The crowds vanished at lunch, and we continued to Kakovatos—a charming village with little international tourism except us. Our neighbour at the accommodation was English, having arrived for a holiday 14 years ago and never left. After a couple of lazy days, we stopped at a service station restaurant for breakfast—apologetically only omelettes available, but it was delicious, as was the coffee. No apology was needed.

Next, Nafplio—a stunning mountain drive, filled with tourists, but still beautiful. We stopped in Patras before heading to Lefkada to start our sailing trip around the Ionian Islands. Sailing by day, swimming at secluded beaches, were amazing experiences. Just a tip: don’t let your dinner companion order “the best Rose you have”— it was lovely, unlike the price.

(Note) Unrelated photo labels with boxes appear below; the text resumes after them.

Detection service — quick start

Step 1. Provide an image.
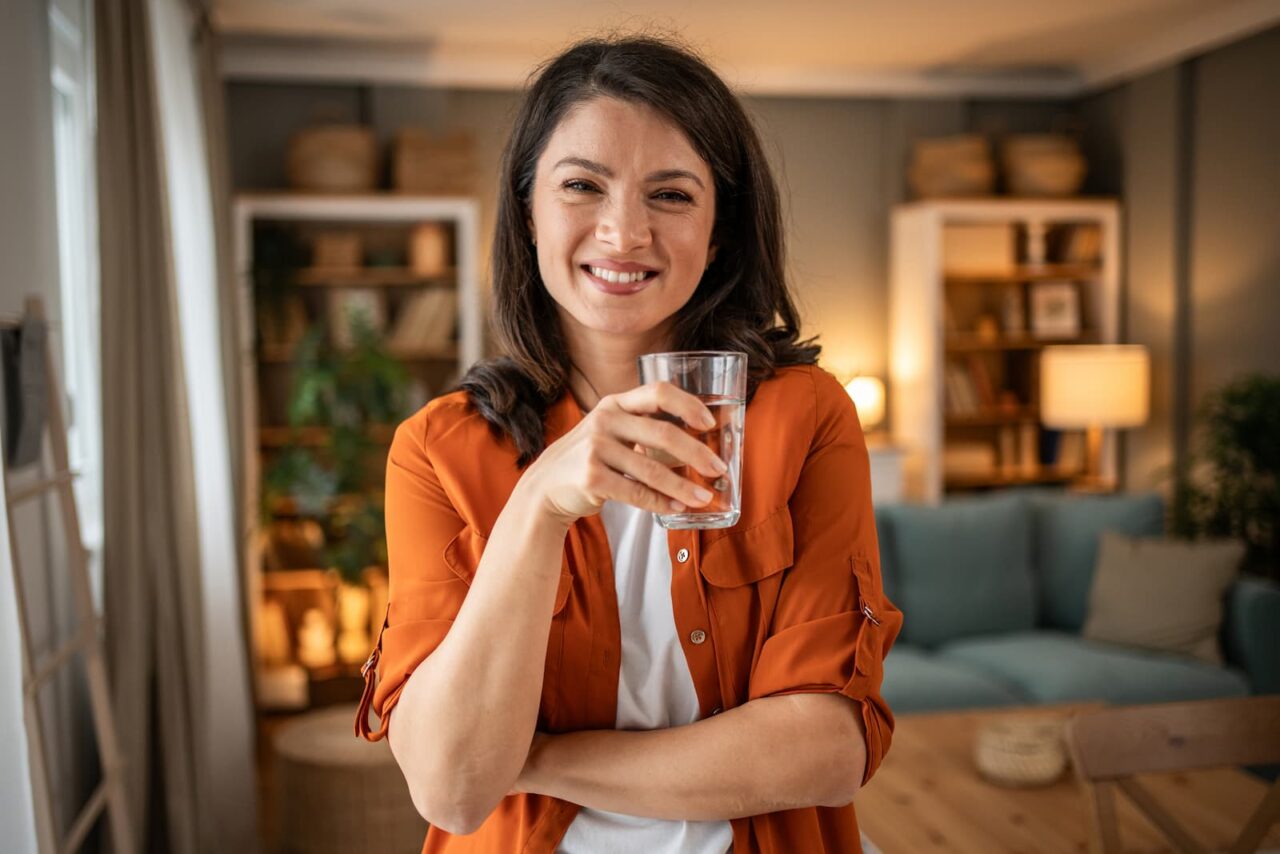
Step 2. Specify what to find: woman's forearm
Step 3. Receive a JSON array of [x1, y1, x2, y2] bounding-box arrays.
[[516, 694, 867, 821], [389, 484, 566, 832]]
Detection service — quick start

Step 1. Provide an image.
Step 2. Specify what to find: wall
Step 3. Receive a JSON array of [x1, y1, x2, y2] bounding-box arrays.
[[228, 28, 1280, 489], [227, 82, 1076, 375], [1080, 27, 1280, 489], [1190, 27, 1280, 403]]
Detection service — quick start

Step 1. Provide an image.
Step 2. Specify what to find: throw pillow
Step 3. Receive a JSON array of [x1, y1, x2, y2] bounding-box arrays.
[[1082, 531, 1244, 665]]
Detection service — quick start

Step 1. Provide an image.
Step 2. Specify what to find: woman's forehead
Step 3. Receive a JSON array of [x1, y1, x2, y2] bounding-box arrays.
[[539, 96, 710, 178]]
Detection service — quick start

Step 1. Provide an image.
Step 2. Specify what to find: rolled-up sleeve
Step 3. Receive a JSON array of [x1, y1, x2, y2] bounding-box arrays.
[[357, 411, 483, 737], [749, 367, 902, 784]]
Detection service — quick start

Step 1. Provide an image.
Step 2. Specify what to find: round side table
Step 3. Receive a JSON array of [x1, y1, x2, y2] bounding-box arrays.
[[271, 705, 428, 854]]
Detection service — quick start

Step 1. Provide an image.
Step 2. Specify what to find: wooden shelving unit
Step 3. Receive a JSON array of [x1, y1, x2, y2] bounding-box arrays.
[[888, 198, 1120, 502], [234, 193, 484, 709]]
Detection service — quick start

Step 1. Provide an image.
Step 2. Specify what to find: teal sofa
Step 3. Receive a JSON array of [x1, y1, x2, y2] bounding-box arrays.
[[876, 490, 1280, 714]]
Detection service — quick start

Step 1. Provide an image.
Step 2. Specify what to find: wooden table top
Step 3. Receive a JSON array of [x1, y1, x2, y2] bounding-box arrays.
[[855, 703, 1280, 854]]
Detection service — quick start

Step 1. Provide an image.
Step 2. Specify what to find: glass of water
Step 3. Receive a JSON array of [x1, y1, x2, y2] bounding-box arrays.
[[637, 350, 746, 529]]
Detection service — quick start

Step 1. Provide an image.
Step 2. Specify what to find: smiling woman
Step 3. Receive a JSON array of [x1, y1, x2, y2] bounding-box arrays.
[[356, 31, 901, 854]]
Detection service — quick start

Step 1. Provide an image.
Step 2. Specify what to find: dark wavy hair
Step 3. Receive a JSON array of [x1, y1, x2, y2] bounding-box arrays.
[[458, 36, 820, 467]]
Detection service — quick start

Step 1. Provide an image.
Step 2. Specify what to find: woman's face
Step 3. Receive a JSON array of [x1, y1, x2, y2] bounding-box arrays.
[[530, 97, 716, 346]]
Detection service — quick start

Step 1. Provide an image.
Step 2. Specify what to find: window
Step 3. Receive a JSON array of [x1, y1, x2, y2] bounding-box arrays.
[[49, 0, 102, 607]]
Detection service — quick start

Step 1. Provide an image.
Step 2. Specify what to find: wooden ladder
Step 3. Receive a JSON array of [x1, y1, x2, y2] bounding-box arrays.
[[0, 297, 138, 854]]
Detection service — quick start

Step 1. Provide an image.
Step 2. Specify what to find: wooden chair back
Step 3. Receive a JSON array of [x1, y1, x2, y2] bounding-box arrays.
[[1065, 695, 1280, 854]]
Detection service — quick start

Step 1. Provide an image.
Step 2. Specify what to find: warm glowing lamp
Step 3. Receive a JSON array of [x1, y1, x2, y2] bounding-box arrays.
[[1041, 344, 1151, 487], [845, 376, 884, 430]]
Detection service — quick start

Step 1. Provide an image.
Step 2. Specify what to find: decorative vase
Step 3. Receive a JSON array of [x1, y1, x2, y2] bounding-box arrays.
[[338, 584, 370, 665]]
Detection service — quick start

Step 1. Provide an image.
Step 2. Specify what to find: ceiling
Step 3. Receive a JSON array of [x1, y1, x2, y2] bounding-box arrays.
[[212, 0, 1280, 96]]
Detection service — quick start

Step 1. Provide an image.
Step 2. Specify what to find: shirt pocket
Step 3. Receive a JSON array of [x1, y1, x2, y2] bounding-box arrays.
[[444, 525, 573, 616], [698, 504, 795, 588]]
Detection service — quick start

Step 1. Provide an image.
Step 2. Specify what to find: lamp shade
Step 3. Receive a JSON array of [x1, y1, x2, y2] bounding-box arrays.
[[1041, 344, 1151, 429], [845, 376, 884, 430]]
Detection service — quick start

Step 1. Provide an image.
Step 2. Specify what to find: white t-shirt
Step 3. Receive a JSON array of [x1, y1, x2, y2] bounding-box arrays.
[[556, 501, 733, 854]]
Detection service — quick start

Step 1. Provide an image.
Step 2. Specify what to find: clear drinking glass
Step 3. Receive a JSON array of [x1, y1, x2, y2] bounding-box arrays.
[[636, 350, 746, 529]]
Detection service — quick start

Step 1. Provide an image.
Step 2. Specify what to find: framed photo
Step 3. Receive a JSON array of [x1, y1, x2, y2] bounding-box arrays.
[[1030, 280, 1080, 338]]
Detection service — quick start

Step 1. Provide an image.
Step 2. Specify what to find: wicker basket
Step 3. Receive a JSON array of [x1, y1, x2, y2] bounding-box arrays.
[[1002, 133, 1087, 197], [392, 128, 475, 196], [273, 705, 426, 854], [287, 124, 378, 193], [974, 717, 1066, 787], [908, 134, 996, 198]]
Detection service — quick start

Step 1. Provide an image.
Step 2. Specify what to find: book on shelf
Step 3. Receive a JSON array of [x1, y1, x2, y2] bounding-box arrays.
[[968, 353, 996, 408], [387, 288, 458, 350], [946, 359, 996, 417], [942, 442, 996, 479]]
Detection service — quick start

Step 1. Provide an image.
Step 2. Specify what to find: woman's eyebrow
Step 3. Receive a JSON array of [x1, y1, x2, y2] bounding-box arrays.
[[552, 157, 707, 189]]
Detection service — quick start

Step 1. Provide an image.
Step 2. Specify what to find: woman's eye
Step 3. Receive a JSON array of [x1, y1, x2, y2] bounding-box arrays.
[[655, 189, 692, 202]]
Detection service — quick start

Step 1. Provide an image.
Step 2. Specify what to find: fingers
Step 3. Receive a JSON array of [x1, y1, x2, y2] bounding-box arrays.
[[600, 382, 716, 430], [588, 447, 685, 513], [594, 411, 727, 479], [599, 444, 714, 513]]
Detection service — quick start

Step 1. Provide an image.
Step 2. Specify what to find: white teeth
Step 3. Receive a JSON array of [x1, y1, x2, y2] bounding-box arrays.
[[588, 266, 646, 284]]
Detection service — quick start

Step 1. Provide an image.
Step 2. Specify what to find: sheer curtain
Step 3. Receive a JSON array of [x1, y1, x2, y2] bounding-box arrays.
[[97, 0, 256, 851], [148, 0, 256, 851]]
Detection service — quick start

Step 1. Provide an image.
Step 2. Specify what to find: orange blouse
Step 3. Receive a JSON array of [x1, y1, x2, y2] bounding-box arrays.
[[356, 365, 902, 854]]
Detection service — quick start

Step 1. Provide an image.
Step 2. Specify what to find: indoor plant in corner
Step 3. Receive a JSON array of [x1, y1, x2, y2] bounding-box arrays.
[[260, 314, 408, 663], [1174, 374, 1280, 581]]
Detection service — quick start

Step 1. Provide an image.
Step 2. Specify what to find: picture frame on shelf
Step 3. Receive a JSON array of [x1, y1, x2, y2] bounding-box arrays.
[[1029, 280, 1080, 339]]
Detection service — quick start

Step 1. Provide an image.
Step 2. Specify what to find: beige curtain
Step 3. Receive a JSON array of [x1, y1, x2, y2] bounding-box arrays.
[[95, 0, 209, 853], [187, 0, 247, 612]]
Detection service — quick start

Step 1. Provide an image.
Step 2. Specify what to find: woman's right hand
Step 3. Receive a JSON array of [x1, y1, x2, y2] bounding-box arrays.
[[521, 382, 726, 528]]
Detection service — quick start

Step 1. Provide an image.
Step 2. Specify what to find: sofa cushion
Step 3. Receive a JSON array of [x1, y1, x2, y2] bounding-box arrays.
[[1080, 531, 1244, 665], [1030, 492, 1165, 631], [881, 644, 1030, 714], [937, 631, 1249, 703], [881, 495, 1036, 647]]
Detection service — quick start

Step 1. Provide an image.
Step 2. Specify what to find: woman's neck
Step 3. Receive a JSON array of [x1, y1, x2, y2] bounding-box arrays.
[[568, 322, 667, 412]]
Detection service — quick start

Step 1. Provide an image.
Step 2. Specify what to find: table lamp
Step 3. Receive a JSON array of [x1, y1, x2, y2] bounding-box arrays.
[[1041, 344, 1151, 488], [845, 376, 884, 430]]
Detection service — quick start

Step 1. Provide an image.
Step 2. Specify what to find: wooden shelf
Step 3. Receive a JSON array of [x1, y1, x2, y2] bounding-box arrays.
[[257, 424, 396, 448], [945, 469, 1079, 489], [262, 492, 383, 516], [946, 406, 1039, 426], [259, 344, 458, 365], [946, 330, 1098, 353], [293, 266, 457, 288], [942, 264, 1102, 284]]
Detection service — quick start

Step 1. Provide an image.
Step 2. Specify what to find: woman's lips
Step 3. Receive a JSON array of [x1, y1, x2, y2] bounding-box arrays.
[[579, 265, 658, 296]]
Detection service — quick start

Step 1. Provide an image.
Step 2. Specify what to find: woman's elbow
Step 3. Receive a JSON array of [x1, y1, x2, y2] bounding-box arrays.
[[408, 784, 497, 836]]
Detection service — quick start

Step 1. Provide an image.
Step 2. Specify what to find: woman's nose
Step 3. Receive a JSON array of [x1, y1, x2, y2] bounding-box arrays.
[[595, 201, 653, 252]]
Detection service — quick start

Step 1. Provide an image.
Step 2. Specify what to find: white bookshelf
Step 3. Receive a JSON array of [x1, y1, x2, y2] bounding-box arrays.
[[233, 193, 484, 708], [888, 198, 1121, 503]]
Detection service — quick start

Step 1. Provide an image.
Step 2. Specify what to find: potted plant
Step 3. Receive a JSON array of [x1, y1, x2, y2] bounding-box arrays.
[[1174, 374, 1280, 580], [261, 314, 408, 584]]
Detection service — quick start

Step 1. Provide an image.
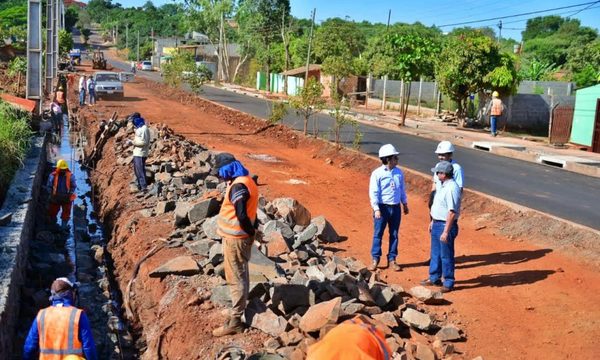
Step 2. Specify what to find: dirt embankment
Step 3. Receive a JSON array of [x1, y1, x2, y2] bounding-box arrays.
[[77, 74, 600, 359]]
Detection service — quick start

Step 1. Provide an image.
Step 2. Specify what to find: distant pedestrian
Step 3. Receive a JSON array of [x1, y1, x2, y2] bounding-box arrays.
[[23, 277, 98, 360], [129, 112, 150, 192], [79, 75, 87, 106], [86, 76, 96, 106], [421, 161, 461, 292], [48, 159, 77, 229], [212, 154, 259, 337], [488, 91, 504, 136], [368, 144, 408, 271]]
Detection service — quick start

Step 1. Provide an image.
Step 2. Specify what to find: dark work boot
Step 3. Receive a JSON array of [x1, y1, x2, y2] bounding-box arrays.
[[213, 317, 244, 337]]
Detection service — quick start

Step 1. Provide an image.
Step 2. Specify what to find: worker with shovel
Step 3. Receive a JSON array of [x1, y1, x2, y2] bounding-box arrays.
[[23, 277, 98, 360], [213, 154, 258, 337]]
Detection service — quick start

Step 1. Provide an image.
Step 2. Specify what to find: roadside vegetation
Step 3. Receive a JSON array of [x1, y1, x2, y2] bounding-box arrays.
[[0, 100, 33, 203]]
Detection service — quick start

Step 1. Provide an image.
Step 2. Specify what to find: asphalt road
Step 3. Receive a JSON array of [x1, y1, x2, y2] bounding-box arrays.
[[104, 56, 600, 230]]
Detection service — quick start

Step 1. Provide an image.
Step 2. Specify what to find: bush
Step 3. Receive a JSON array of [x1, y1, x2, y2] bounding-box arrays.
[[0, 100, 33, 199]]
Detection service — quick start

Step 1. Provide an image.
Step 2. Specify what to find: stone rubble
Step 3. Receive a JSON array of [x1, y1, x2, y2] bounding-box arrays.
[[109, 125, 474, 359]]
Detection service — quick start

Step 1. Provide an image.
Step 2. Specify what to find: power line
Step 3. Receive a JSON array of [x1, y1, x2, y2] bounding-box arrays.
[[438, 1, 600, 28]]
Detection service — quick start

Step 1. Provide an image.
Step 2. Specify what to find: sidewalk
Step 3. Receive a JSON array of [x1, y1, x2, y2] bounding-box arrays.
[[213, 84, 600, 178]]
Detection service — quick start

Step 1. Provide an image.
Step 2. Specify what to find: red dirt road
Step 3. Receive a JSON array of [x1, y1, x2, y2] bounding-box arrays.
[[84, 74, 600, 360]]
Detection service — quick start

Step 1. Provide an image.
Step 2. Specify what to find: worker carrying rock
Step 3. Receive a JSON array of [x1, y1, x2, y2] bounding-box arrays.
[[47, 159, 77, 229], [213, 153, 258, 336], [23, 277, 98, 360], [306, 315, 392, 360], [127, 112, 150, 192]]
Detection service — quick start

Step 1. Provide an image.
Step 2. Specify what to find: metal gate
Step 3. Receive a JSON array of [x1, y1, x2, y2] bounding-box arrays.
[[550, 105, 574, 144]]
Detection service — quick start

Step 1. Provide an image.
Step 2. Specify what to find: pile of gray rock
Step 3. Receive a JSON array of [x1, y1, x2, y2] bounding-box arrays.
[[112, 124, 465, 360]]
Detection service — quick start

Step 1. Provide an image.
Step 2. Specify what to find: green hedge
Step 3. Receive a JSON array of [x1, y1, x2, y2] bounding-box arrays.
[[0, 100, 33, 203]]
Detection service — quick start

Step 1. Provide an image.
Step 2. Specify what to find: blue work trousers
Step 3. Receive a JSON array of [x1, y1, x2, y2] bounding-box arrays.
[[79, 89, 85, 105], [133, 156, 147, 190], [429, 220, 458, 289], [490, 115, 498, 136], [371, 204, 402, 261]]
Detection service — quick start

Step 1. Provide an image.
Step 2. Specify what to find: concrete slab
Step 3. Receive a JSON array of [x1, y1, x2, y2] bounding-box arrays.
[[471, 141, 525, 151], [538, 155, 600, 168]]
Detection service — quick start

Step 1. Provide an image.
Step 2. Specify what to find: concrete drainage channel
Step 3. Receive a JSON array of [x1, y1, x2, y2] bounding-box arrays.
[[0, 117, 136, 359]]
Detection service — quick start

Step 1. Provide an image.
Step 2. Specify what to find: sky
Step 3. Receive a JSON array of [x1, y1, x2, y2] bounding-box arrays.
[[105, 0, 600, 40]]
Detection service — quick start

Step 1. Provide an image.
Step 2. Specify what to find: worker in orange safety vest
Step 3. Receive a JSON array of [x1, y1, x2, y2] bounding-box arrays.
[[48, 159, 77, 229], [306, 315, 392, 360], [23, 277, 98, 360], [213, 154, 258, 336]]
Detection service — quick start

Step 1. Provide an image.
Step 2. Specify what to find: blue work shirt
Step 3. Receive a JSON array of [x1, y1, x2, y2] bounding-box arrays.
[[433, 160, 465, 191], [23, 299, 98, 360], [369, 165, 407, 211], [429, 179, 461, 221]]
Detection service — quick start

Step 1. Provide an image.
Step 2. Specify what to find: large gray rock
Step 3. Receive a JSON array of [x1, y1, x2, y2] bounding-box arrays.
[[249, 244, 280, 280], [271, 284, 315, 314], [402, 308, 431, 330], [300, 297, 342, 333], [149, 256, 200, 277], [311, 215, 340, 242], [267, 198, 311, 226], [173, 201, 190, 226], [187, 198, 219, 223], [202, 215, 221, 240], [409, 285, 444, 305]]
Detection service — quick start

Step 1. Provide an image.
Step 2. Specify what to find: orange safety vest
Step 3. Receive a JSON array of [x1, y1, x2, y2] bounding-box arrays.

Chania Archaeological Museum—great to visit a museum where nothing seemed to have been stolen by the British, said Redden. Photo: Chania Archaeological Museum

Sailing the Ionian and a farewell to Athens

After “our” yacht, it was time to rejoin the masses on the ferry to Corfu. Corfu was as I remembered, though it took a couple of days to recall the beach I’d wanted was a bus ride away. Here I saw the impact of cruise ships—good for the economy, less so for visitors. From Corfu, we visited Saranda, Albania. No disrespect, but Saranda isn’t the Riviera, though we enjoyed ourselves and noted similarities to Greek Islands forty years ago.

All good things end. We left Corfu for two nights in bustling Athens, soaking up the vibrant atmosphere.

Greeks are justifiably proud of their influence on the world through history, philosophy, politics and culture. I reflected on how many Australians are proud—or even aware—of our incredible First Nations’ culture, the world’s oldest living culture that exists here.

* Peter Redden has worked in arts and event management and community engagement for over 35 years. Having worked in private and public organisations, festivals, and major institutions, he now spends a lot of his time planning holidays.